Effectual Use of Machine Learning Approaches for Predicting Epilepsy Seizures
摘要
One of the most prevalent neurological conditions, epilepsy affects millions of people worldwide. Due to the health hazards it presents, the condition has always held an immense amount of significance in the biomedical community. Electroencephalography (EEG) can be used to diagnose it since it is characterized by recurring, unprovoked seizures. Analyzing the results of an EEG in order to identify epileptic seizures in their early phases is a crucial part of epilepsy research. EEG measures the electrical activity in the brain. So, there is need of effective and accurate seizure prediction systems, which aid epileptic patients to get appropriate and timely health care and attention, thereby, foremost the patients to have a better life quality.
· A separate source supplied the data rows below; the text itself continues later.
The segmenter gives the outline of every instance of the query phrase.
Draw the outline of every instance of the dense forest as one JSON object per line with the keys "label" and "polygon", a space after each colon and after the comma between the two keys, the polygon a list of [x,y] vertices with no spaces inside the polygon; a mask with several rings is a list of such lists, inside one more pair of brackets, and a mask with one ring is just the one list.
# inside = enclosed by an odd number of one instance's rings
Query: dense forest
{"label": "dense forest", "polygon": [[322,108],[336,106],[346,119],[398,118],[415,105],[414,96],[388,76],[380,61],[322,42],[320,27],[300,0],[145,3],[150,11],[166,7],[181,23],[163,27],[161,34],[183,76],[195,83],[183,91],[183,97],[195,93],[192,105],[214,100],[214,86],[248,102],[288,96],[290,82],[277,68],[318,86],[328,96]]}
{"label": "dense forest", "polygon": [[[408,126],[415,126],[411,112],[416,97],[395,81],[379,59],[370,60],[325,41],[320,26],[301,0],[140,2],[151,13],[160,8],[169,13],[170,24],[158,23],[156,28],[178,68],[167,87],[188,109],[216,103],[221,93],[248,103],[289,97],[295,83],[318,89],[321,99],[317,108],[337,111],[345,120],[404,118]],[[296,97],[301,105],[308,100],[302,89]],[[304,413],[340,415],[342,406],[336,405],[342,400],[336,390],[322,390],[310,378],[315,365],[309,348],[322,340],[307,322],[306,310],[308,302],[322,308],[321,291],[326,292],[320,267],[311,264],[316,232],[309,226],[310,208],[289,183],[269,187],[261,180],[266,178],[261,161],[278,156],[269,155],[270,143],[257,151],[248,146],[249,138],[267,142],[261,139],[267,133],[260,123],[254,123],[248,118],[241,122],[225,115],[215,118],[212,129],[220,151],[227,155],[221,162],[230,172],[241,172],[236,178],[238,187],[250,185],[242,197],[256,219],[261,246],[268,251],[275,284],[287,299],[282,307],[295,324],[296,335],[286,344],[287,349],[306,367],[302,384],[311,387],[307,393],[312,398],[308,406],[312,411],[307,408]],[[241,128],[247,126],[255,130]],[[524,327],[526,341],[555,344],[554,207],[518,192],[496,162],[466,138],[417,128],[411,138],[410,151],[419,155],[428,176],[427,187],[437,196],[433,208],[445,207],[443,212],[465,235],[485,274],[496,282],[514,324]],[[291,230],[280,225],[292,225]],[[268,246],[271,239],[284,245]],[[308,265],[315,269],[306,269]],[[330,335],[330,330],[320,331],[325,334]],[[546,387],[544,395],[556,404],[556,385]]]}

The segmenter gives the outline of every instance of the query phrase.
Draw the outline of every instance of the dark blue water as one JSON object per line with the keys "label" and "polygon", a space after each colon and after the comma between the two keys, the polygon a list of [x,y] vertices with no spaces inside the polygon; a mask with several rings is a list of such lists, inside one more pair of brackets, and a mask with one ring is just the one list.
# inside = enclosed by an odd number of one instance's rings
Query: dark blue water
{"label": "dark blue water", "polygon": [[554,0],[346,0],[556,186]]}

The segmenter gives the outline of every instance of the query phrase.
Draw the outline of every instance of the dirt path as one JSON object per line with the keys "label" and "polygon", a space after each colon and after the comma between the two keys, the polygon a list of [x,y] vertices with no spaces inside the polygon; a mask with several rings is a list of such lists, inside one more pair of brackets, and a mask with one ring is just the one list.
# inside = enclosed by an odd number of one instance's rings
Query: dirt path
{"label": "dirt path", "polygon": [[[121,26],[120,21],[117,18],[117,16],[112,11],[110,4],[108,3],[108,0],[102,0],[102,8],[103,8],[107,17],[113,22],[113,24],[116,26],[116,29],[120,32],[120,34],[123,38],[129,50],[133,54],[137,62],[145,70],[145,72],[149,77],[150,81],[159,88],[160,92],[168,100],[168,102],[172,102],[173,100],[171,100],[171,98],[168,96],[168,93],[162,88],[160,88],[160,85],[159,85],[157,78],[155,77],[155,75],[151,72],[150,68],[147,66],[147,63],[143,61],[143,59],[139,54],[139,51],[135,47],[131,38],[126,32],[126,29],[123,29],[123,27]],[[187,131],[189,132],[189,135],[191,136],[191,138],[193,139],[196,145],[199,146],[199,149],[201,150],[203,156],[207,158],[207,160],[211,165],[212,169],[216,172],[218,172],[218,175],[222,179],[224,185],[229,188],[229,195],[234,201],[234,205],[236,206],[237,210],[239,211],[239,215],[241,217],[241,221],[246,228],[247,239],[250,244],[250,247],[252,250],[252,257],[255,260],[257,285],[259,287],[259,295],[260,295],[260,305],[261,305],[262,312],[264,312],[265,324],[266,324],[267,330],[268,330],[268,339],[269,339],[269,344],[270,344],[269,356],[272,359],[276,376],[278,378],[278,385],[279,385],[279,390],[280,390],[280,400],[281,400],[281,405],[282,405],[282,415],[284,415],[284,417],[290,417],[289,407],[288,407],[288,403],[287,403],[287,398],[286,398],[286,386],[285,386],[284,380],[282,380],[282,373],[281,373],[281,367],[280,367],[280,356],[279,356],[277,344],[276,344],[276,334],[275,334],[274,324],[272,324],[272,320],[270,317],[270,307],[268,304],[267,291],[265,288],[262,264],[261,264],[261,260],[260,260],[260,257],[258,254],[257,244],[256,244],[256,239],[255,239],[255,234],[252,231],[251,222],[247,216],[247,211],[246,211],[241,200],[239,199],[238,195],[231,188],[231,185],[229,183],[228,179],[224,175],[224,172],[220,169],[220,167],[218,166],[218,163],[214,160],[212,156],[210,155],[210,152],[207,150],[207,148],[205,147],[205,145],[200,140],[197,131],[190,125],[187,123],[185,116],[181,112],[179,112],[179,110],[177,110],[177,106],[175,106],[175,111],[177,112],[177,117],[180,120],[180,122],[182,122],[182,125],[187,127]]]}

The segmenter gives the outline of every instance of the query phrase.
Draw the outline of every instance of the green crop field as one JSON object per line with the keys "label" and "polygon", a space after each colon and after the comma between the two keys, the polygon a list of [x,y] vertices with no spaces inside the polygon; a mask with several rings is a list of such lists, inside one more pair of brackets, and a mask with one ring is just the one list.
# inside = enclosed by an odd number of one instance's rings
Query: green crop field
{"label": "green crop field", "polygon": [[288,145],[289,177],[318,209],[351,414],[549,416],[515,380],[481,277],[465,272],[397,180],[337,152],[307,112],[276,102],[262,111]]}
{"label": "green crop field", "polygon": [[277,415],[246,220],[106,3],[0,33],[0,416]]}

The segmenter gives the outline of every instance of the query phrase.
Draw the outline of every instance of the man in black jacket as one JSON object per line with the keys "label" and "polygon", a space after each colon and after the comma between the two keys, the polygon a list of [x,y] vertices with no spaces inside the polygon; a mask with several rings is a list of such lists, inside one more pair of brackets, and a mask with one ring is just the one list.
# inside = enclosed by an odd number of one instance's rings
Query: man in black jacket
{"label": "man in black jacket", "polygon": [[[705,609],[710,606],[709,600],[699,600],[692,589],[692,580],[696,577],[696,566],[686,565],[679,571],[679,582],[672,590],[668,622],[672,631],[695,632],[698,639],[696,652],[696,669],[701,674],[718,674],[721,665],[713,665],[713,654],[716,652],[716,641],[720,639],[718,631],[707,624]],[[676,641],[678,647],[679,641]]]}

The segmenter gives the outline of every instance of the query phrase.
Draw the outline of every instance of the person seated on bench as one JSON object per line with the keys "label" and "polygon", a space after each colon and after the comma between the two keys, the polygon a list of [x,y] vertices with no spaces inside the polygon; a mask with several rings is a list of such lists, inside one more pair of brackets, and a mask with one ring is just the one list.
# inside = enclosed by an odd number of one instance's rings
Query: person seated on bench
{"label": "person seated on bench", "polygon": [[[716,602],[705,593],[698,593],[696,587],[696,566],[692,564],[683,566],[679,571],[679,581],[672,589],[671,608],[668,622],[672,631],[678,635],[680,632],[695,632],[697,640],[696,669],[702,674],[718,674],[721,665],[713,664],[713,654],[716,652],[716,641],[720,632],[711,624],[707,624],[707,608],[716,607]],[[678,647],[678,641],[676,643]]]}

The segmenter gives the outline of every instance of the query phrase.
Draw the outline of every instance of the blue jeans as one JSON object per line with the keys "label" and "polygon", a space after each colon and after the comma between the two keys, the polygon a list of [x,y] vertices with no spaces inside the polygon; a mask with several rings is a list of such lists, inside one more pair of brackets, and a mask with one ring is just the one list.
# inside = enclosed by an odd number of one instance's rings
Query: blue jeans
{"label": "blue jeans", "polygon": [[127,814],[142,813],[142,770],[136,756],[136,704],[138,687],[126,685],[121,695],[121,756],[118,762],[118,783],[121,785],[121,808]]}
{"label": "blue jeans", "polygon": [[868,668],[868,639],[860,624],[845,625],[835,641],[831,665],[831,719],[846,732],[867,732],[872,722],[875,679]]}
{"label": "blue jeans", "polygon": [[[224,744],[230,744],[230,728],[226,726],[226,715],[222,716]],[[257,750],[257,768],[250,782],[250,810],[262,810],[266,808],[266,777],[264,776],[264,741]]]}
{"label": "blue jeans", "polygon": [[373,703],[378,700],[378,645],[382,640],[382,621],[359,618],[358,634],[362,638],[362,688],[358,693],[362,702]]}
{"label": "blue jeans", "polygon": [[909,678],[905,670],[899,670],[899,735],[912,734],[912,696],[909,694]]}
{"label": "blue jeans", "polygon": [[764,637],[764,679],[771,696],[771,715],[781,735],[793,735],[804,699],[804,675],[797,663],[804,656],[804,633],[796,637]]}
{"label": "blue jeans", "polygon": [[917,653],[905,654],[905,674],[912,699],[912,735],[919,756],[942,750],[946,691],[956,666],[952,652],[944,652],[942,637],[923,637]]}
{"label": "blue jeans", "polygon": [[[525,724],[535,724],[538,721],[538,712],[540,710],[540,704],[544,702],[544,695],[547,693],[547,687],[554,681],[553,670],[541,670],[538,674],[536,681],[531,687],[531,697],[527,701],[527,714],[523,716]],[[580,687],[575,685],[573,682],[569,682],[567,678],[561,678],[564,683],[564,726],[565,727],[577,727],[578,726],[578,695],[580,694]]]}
The ability to accurately identify the pre-ictal state enables the patient to take sufficient and adequate preventive measures beforehand. In this work, we proposed a model for predicting the epileptic seizures. On the proposed model, diverse machine learning approaches such as SVM, KNN, GNB, Decision Tree, Random Forest, ETC, GCB, and XGBoost are evaluated. To evaluate effectiveness of projected model, precision, recall, F1 score, and accuracy are utilized as a parameter. As a result, Gradient Boosting for classification and XGBoost are performing well on the projected model.